I come from a great line of crazy hoes. My great-great-grandmother Ibtisam grew up in a village in the Upper Nile valley and fought off rapists from the age of nine. She narrowly escaped getting circumcised by chaining her left ankle to a rail and telling my great-great-great-grandmother that she would not perform any of her required duties on the land unless she got to keep her clitoris — the first known clit-labor-strike in history — and so when all the girls went down to the Nile and threw their clits in it, as was the tradition, she was spared the sight of her own floating on the river’s surface like the button of a fisherman’s vest that had been scrubbed too hard and come loose.

Her great-great-great-great-grandmother had been returning from a morning washing her two sons’ clothes at that very river, when Napoleon’s army entered Egypt and one of his soldiers thought she was fly.

Barely eighteen years old, she gave birth to her first daughter, a result of the rape, who carried blue eyes in her milky face, and four legitimate children followed.

The blue-eyed one grew up to be a baby machine, ancestor to 19.2% of the blue-eyed citizens of current-day Egypt.

The one who got to keep her clit was not blue-eyed, so when she gave birth to a blue-eyed girl everyone wailed that she must have slept around with the English, and should have gotten her clit cut off to begin with, but her father defended her, reminding everyone of his blue-eyed ancestor, and everyone relented, the way all small villages quickly make celebrities and abandon them.

Ibtisam’s daughter gave birth to many sons, and the eldest married a painfully shy and passive woman, who gave birth to a painfully shy and blue-eyed son, who married a shamelessly loud and aggressive Greek woman, who gave birth to my dirty-green eyed Mama.

Mama married Baba, whose Mama’s Mama had deserted his Mama, practically selling her off to work for a family which was distantly related to Baba’s Mama’s dead Baba.
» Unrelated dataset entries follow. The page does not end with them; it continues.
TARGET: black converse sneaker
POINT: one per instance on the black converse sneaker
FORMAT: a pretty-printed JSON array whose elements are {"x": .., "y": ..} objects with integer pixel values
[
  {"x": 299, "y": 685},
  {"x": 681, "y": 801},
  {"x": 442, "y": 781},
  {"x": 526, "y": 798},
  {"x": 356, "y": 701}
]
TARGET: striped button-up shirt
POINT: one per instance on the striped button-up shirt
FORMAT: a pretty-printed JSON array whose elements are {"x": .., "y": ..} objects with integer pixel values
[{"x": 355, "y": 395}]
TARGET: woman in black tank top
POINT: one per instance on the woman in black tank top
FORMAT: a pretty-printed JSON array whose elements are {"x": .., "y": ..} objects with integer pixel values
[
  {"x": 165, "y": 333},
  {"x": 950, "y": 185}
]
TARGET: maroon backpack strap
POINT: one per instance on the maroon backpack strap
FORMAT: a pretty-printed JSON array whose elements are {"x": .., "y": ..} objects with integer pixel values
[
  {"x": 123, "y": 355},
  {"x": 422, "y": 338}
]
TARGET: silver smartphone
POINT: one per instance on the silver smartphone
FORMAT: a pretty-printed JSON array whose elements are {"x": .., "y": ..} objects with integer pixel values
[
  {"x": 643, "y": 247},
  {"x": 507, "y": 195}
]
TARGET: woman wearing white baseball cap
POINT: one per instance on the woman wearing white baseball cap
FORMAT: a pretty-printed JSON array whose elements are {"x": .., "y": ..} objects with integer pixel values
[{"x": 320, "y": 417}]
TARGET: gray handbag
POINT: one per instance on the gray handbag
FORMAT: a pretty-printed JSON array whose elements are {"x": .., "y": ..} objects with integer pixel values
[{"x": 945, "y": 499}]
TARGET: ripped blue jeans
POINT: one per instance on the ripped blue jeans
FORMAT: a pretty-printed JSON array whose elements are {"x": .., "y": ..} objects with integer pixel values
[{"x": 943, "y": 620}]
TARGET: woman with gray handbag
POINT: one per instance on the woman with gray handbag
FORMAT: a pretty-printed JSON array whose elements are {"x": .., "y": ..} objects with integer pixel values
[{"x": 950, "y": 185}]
That deserting Mama came from a bull of a Mama who had a veranda of a chest which she got from her Mama, whose nickname was Sakhra because her bosom was so immense her father made her lie on her back an hour each day beneath the weight of a giant Nablus rock which he had hoped would crush flat the giant tits; it didn’t.

Sakhra’s daughter’s daughter’s daughter gave birth to six daughters, three of whom had come with brothers in the womb; twins. The boys died within hours of their birth, so quickly that nobody sent for certificates of their births or their deaths, so that they were like light dreams that evaporate at the moment of awakening. The daughters grew to be plump and big-titted by the age of 10; even the ones who were left without covers in Nablus winters and the ones who were deliberately unfed for hours while the deserted daughter chanted and burned frankincense and prayed for the boys’ lives, in vain.

The dead boys’ sisters became famous because of their relentless will to live, and inspired a hikayye khuraffiyye — a fibula or a folktale — that the deserter’s daughter had aborted the fifth one in the fifth month and threw her in the cistern, but the baby had lived anyway, climbing out of the water hole a few years later and demanding square cheese and bread. The fifth daughter always laughed at the story, with hoots and chuckles that were almost as big as her breasts.

The seventh pregnancy was the most unwanted: the deserter’s daughter had had enough of her belly expanding and her back buckling. So when she gave birth to a boy, she instantly sent for his birth certificate (she wanted to name him Waheed, her husband insisted on Said), and all the six sisters gathered around him, and he went from ample bosom to ampler bosom, and he lived.

And twenty-five years later, he married my flat-chested mother, who gave birth to me, a dirty-green eyed big-titted mad stubborn crazy loving hoe.